Article Four: Comparing data sets with fuzzy logic, the benefits and pitfalls.
Welcome to week 4, the 2nd last article in this insightful series.
Fuzzy logic, what is it? Essentially fuzzy logic is a process. It uses matching algorithms to determine if two or more records are the same, when they are not. So if we had two records with the same last name, but one record was at 1/1 Apple St and the other at 1 Aple St, then depending upon the algorithm, Fuzzy matching would be able to determine that these two records are actually the same. As you can see, the advantages of fuzzy matching come into play when either a data entry, or other issue, reduces the completeness/accuracy of a record. In these cases, fuzzy matching is able to still perform a result that the business finds satisfactory.
Benefits;
Well the benefits certainly outweigh the pitfalls, but no system that I have worked with is 100% perfect and as such, you only have two options. You either “Over” dedupe your data, or “Under” dedupe your data.

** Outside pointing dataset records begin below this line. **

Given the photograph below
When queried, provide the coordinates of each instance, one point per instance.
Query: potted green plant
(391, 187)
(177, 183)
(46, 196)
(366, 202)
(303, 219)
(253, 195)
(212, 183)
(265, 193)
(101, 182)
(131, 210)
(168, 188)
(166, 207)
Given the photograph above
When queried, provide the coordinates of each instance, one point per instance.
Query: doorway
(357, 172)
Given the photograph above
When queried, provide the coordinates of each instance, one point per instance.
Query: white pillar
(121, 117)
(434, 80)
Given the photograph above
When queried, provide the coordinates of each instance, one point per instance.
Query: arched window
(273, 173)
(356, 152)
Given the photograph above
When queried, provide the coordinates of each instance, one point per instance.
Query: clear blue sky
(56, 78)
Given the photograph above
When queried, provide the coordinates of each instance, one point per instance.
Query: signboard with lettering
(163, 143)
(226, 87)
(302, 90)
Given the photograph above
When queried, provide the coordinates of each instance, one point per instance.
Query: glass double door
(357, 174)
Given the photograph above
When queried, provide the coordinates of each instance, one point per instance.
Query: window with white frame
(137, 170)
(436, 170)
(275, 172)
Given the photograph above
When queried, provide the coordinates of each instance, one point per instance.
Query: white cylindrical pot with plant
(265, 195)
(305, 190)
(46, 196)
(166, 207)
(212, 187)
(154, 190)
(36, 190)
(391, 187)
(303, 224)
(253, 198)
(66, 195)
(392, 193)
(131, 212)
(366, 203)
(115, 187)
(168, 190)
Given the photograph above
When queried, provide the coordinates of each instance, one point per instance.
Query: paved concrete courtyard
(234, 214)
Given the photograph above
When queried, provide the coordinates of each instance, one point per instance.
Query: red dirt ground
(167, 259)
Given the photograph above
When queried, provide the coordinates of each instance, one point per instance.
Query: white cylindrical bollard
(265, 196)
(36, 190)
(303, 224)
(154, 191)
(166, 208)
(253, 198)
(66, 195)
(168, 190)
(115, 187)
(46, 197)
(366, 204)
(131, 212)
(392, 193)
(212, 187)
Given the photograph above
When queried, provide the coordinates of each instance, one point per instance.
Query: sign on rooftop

And this decision would be solely based on the data you were deduping, and why you were deduping it. For example, if you’re looking to send out a direct mailer to your existing customers, then you could accept the small loss of records and “Over” dedupe. This will represent a higher level of professionalism, to ensure no customer receives two mailers. Conversely, if you were to look at your customer database and merging this to remove duplicates for the sake of a data migration, you’d make the decision to “Under” dedupe your data, as you’d not want two distinct customers to be linked together.
Pitfalls;
As already stated, no system is perfect! You WILL have to make a choice between “Under” or “Over” deduping. But I don’t see this as negative. It’s more important to understand the weakness of a process and deal with it, then to just blindly use and trust it. When it comes to deduping data sets, it’s not just “Plug and Play”, you have to work with the system to develop the rules inline with the business and the respective data sets. I can honestly say that so far, no two companies have been the same. And the reason for this, each respective company has had their own procedures employed to derive/key/import/purchase data.
There are of course examples where fuzzy logic is not required. This is generally the case when the data that you’re manipulating is of such a high quality already, that there is no chance of erroneous entries. Electoral Data, Council Data and some other government datasets spring to mind. They are however, few and far between.